This article introduces ways to troubleshoot Vault auto snapshot Issues.
- Vault Enterprise
- Vault Automated Snapshots
Overview of possible solutions
- First, do a current list on Automated Snapshot configuration and see what is configured first:
vault list sys/storage/raft/snapshot-auto/config
If the list returns something, this means there are existing snapshots already configured. They might not be working and are in bad status.
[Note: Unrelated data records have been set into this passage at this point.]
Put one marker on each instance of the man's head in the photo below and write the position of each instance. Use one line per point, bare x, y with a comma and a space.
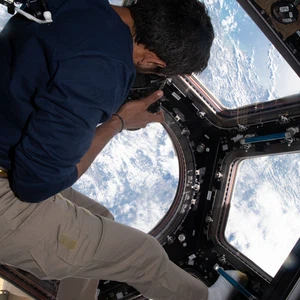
173, 37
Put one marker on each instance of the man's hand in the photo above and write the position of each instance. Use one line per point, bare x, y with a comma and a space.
135, 114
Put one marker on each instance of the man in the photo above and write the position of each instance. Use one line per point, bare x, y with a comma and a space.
58, 83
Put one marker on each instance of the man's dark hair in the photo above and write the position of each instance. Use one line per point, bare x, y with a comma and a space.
179, 32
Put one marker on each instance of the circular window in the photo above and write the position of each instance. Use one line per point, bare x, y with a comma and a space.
135, 176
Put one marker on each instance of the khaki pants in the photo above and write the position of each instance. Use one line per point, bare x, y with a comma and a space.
61, 239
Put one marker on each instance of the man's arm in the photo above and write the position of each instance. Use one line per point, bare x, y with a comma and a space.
134, 115
83, 91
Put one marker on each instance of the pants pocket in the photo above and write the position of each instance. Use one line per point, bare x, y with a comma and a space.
63, 253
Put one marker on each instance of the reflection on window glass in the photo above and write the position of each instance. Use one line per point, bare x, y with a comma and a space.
244, 66
135, 177
264, 218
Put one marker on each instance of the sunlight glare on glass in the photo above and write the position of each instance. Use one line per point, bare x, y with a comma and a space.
264, 217
244, 66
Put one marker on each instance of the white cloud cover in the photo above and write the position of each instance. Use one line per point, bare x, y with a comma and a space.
264, 220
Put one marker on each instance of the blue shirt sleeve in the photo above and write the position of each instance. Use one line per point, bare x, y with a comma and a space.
83, 92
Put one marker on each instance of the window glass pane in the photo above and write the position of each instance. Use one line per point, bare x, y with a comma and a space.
244, 66
135, 177
264, 218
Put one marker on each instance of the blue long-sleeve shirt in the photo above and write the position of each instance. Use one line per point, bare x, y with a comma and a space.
57, 83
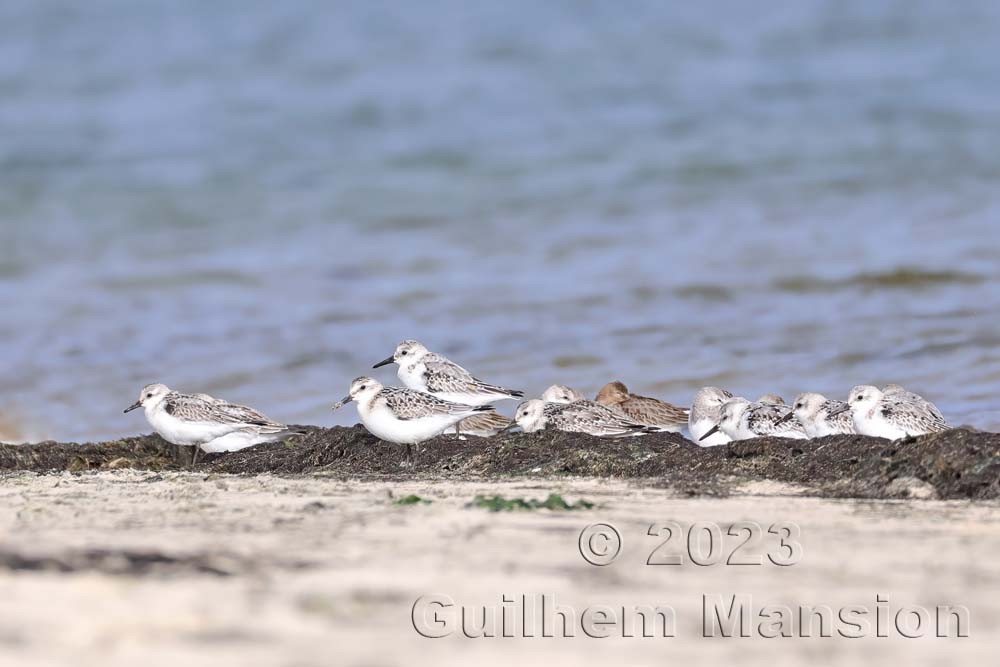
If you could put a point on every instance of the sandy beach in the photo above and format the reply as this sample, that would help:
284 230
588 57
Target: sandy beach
130 566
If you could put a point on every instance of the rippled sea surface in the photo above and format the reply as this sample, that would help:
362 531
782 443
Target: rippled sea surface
258 200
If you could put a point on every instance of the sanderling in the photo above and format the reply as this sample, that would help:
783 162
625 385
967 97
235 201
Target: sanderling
402 415
821 416
705 415
899 392
643 409
484 425
560 393
891 416
205 422
577 417
427 371
741 419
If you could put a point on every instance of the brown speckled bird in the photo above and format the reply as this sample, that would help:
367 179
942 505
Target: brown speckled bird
643 409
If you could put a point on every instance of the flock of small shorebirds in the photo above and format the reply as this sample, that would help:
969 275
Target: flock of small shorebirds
440 396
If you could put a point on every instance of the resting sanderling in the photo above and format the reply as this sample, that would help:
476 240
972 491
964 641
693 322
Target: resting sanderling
821 416
402 415
562 396
560 393
643 409
205 422
577 417
427 371
484 425
891 416
901 393
705 415
741 420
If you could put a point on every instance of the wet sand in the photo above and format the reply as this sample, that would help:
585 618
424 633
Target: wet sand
145 567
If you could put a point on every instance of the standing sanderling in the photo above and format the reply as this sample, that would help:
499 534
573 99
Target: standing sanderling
560 393
484 425
643 409
891 416
705 415
423 370
576 417
899 392
821 416
741 420
402 415
205 422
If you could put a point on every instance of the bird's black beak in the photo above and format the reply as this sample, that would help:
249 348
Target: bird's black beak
384 362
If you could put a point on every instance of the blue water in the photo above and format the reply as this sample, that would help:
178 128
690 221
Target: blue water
259 199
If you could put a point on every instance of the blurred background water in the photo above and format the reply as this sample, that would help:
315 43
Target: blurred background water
260 199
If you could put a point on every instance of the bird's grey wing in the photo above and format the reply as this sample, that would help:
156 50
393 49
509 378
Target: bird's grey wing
764 418
842 418
407 404
486 421
914 418
203 408
590 417
445 376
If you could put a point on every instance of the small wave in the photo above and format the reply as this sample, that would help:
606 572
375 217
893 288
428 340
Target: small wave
900 278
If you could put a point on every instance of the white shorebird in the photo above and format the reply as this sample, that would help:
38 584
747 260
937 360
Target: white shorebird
484 425
821 416
643 409
741 419
205 422
705 415
560 393
426 371
893 415
402 415
899 392
576 417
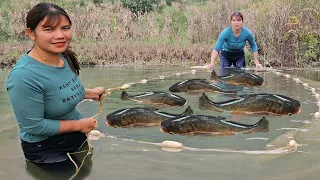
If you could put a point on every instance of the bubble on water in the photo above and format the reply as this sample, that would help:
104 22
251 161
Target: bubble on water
124 86
144 81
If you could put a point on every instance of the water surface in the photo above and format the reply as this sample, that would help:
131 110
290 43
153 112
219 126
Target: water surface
118 159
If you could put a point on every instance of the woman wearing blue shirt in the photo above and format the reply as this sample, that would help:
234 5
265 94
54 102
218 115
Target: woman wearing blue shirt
44 89
231 43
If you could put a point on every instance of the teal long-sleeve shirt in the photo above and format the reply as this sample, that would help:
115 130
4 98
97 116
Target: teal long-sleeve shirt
228 42
41 95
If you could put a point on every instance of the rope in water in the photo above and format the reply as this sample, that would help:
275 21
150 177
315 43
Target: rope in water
97 133
316 95
291 147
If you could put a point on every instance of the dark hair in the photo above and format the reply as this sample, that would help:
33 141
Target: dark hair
236 14
53 14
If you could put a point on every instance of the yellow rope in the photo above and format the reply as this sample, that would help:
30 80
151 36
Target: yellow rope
90 148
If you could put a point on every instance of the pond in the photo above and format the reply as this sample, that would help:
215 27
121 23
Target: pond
123 155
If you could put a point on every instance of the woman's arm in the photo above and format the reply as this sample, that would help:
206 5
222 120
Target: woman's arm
26 96
254 49
218 47
214 56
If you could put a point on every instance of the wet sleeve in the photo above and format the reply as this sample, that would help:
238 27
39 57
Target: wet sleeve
26 96
221 40
252 42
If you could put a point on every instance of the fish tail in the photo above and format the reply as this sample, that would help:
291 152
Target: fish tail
188 111
124 95
214 76
204 101
262 125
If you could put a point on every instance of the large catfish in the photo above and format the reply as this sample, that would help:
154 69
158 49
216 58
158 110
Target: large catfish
210 125
269 104
133 117
238 78
162 98
198 85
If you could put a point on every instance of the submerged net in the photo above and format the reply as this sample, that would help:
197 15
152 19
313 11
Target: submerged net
285 143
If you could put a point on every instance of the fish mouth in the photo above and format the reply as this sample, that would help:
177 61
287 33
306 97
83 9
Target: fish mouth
297 111
108 123
164 129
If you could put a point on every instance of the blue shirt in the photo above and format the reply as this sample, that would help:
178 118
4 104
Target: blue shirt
41 95
228 42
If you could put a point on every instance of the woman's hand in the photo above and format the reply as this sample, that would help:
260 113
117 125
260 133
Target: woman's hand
95 93
258 66
86 124
211 66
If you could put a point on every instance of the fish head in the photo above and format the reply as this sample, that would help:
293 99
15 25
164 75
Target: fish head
178 125
118 118
293 107
179 87
114 120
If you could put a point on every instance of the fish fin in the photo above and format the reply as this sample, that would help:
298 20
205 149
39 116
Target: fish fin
188 111
124 95
214 76
204 101
261 126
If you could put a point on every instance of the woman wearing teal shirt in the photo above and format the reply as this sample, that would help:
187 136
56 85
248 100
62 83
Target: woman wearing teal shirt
44 89
231 43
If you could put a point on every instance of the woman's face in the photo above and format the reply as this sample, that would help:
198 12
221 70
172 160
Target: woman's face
236 22
53 38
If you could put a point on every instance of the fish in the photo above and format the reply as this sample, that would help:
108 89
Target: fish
210 125
156 98
198 85
264 103
238 78
135 117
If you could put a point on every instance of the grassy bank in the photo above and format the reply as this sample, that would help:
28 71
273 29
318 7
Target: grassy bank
287 31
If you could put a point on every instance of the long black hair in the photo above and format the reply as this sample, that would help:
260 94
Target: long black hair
53 14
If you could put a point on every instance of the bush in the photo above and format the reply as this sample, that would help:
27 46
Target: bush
140 7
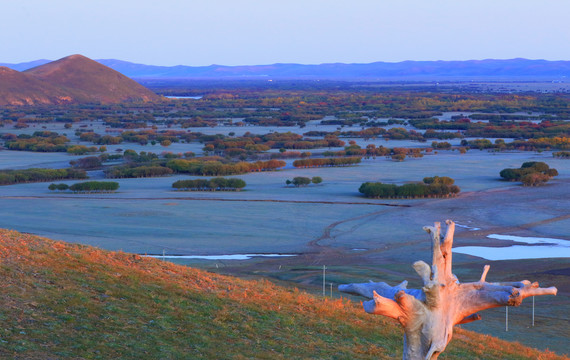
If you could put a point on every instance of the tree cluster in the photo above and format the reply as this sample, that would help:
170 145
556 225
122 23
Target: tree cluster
215 184
119 172
304 181
218 168
8 177
531 173
562 154
430 187
39 141
88 187
319 162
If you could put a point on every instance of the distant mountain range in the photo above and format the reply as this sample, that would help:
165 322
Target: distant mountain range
514 68
73 79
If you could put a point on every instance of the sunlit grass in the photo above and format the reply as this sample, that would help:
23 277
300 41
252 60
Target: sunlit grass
62 300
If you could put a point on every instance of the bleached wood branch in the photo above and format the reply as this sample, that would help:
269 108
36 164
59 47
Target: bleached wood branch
429 314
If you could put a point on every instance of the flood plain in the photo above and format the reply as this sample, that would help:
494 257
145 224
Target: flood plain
327 224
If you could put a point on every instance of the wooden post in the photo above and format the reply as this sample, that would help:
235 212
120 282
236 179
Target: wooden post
429 314
533 311
324 277
506 318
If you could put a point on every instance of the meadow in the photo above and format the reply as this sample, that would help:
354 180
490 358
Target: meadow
328 224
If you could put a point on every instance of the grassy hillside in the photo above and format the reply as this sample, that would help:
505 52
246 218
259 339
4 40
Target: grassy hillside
61 301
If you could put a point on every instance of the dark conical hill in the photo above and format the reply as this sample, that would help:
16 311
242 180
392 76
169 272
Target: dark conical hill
17 88
89 81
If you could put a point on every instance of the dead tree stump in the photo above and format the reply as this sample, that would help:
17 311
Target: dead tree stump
428 315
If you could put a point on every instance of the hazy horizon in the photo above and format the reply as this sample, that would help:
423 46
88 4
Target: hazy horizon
324 63
251 32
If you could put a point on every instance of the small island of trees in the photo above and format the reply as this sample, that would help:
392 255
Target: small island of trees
87 187
531 173
435 186
215 184
304 181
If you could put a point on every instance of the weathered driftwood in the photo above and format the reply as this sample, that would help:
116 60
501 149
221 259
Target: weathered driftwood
429 315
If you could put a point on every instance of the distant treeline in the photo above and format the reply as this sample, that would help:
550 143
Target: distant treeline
8 177
202 166
430 187
318 162
531 173
88 187
44 141
215 184
218 168
119 172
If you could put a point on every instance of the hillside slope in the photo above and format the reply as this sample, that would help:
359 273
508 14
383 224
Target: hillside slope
89 81
63 300
73 79
17 88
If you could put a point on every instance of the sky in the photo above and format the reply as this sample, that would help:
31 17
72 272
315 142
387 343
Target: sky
256 32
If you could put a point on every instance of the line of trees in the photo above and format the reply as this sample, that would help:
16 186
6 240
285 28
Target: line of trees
88 187
430 187
215 184
531 173
217 168
8 177
120 172
308 163
304 181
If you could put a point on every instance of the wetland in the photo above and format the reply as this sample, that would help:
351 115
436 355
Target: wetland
328 224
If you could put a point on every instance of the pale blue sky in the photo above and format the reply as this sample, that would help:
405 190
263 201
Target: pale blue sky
250 32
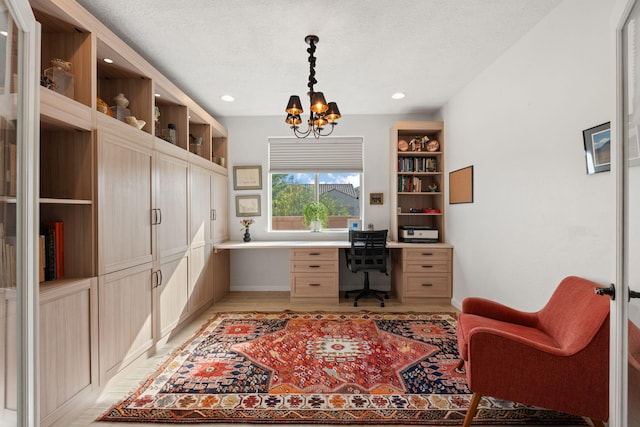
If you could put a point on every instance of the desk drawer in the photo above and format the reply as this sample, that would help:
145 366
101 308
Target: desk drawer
309 285
431 286
419 255
427 266
314 266
314 254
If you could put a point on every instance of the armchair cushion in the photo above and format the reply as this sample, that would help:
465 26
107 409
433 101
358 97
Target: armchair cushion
556 358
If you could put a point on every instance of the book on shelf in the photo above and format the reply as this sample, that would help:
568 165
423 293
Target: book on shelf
42 258
7 259
53 232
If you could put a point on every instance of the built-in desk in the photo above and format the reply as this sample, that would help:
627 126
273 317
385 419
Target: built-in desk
419 270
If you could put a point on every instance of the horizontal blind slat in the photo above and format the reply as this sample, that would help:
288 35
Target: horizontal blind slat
324 155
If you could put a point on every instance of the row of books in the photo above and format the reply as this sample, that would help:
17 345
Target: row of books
51 250
410 184
7 259
417 164
8 178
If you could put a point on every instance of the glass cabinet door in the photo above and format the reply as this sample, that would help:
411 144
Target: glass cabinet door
18 195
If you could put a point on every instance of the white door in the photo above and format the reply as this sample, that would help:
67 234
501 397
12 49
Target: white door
625 339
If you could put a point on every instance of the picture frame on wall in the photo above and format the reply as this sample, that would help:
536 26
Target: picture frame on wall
247 177
597 148
248 205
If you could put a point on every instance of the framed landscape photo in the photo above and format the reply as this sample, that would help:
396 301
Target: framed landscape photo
247 177
597 148
248 205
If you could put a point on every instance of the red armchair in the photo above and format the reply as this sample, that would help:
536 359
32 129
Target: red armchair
556 358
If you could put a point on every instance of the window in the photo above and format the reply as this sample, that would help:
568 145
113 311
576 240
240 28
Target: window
301 171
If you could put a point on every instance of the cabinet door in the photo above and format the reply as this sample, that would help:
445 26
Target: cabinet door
124 313
172 231
201 277
201 183
220 192
172 293
65 345
124 201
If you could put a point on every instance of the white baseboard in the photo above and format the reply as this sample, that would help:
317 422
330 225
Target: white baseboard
258 288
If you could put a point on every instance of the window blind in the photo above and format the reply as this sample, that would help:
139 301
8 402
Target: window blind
343 154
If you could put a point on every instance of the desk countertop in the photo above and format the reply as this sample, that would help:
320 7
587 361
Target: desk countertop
291 244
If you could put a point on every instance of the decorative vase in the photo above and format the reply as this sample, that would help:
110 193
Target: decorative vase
121 100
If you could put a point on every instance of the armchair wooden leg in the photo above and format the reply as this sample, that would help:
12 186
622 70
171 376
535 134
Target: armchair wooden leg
473 407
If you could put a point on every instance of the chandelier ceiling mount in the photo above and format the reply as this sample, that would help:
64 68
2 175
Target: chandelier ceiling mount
321 113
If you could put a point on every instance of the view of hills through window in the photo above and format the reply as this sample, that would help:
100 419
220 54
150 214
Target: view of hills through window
290 193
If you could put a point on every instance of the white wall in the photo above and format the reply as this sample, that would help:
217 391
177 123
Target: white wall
537 216
269 270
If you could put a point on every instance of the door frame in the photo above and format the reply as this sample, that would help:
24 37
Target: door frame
618 373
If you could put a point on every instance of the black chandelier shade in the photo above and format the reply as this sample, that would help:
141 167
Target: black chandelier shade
321 113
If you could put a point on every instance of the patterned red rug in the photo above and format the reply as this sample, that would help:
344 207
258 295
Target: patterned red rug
319 368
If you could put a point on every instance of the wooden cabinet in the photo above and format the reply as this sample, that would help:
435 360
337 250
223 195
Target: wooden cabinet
422 272
314 275
417 184
125 165
68 372
220 200
138 223
125 326
172 293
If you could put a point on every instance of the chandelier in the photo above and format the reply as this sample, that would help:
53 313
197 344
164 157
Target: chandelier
322 114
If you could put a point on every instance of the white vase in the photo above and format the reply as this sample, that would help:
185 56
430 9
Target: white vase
121 100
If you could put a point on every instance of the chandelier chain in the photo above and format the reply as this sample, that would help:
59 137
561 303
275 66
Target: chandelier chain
312 66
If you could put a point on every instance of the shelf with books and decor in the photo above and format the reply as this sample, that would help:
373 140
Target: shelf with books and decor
66 202
124 88
422 268
418 182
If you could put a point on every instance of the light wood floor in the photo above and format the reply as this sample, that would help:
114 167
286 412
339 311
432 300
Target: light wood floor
130 378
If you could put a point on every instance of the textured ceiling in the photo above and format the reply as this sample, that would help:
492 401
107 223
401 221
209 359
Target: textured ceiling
254 50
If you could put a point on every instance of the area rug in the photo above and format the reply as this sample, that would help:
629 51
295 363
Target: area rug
319 368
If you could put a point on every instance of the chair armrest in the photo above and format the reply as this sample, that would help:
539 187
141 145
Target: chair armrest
493 310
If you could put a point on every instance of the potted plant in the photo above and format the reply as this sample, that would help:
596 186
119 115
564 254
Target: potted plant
316 216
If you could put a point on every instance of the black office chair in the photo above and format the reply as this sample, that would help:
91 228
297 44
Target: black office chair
368 252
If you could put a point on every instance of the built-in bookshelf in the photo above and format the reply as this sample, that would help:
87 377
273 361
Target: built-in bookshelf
417 165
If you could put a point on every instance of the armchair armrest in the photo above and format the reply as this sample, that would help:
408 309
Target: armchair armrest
493 310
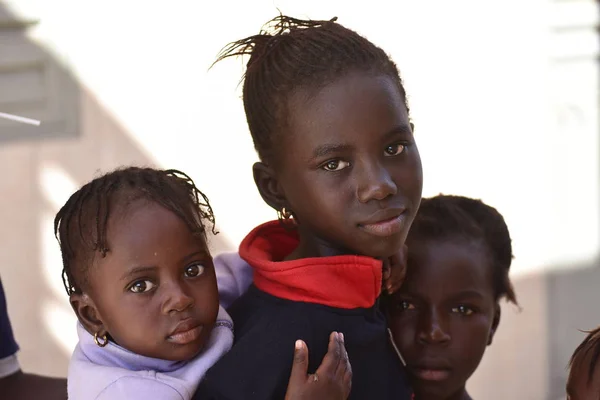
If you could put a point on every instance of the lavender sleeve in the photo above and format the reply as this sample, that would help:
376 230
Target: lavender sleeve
234 276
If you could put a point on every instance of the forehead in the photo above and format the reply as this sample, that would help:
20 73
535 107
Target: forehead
358 105
147 226
446 266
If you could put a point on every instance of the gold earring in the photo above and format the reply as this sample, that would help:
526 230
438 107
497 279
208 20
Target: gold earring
102 343
284 214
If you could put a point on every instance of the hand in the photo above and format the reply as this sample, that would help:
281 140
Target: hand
333 379
394 271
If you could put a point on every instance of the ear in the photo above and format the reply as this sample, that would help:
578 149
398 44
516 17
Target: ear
268 186
495 323
88 314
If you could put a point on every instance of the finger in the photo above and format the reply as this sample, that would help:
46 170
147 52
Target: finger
300 363
347 383
332 358
344 362
387 270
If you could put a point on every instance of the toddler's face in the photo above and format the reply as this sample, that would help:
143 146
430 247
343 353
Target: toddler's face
155 291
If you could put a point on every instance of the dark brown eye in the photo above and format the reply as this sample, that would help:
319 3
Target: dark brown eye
394 149
335 165
194 270
141 286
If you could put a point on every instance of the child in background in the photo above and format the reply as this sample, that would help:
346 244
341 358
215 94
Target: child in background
447 311
140 278
328 115
584 376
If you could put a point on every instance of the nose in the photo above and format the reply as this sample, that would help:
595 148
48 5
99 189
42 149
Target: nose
433 329
176 299
374 182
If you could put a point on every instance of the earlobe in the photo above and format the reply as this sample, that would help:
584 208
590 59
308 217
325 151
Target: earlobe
268 186
87 314
495 323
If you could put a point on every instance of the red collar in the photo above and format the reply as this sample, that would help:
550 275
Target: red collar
341 281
You can check the status by running the following command (Please replace <key> from the list returned above. ):
vault read sys/storage/raft/snapshot-auto/status/<key>
You will see information such as below:
vault read sys/storage/raft/snapshot-auto/status/gcs Key Value --- ----- consecutive_errors 0 last_snapshot_end 2022-05-13T00:21:59Z last_snapshot_error n/a last_snapshot_start 2022-05-13T00:21:58Z last_snapshot_url https://storage.googleapis.com/test-vault/testvault-snapshot-1652401318922871403.snap next_snapshot_start 2022-05-13T00:41:59Z snapshot_start 2022-05-13T00:21:58Z snapshot_url https://storage.googleapis.com/test-vault/testvault-snapshot-1652401318922871403.snap
These are the information to look for, especially checking when the last snapshot ended, where it is stored (url), whether there is an error, and when does the next snapshot starts.
- If the existing snapshot runs into an error and if you wish to delete it and reconfigure, please run the following command to delete:
vault delete sys/storage/raft/snapshot-auto/config/<key>
- The Vault Operational Logs in trace mode also shows the snapshot activities such as below:
2022-05-13T00:19:58.752Z [TRACE] core.snapshotmgr.gcs: starting snapshot runner: name=gcs interval=20m0s storage_type=google-gcs last_snapshot_start="" next_scheduled_snapshot=2022-05-13T00:21:58Z
2022-05-13T00:21:58.752Z [INFO] core.snapshotmgr.gcs: taking auto snapshot 2022-05-13T00:21:58.922Z [INFO] storage.raft: starting snapshot up to: index=1357 2022-05-13T00:21:58.924Z [INFO] storage.raft: snapshot complete up to: index=1357
2022-05-13T00:21:59.143Z [DEBUG] core.snapshotmgr.gcs: snapshot complete: name=gcs elapsed=390.721446ms size=0
- Note that, if the data inside Vault is huge, please do pay attention to the interval and retain values. Some common issues caused by misconfiguration including configuring an interval that is too less and caused the next snapshot to be scheduled before the last snapshot have a chance to complete, or that the retain value to either too big overfilling the cloud storage.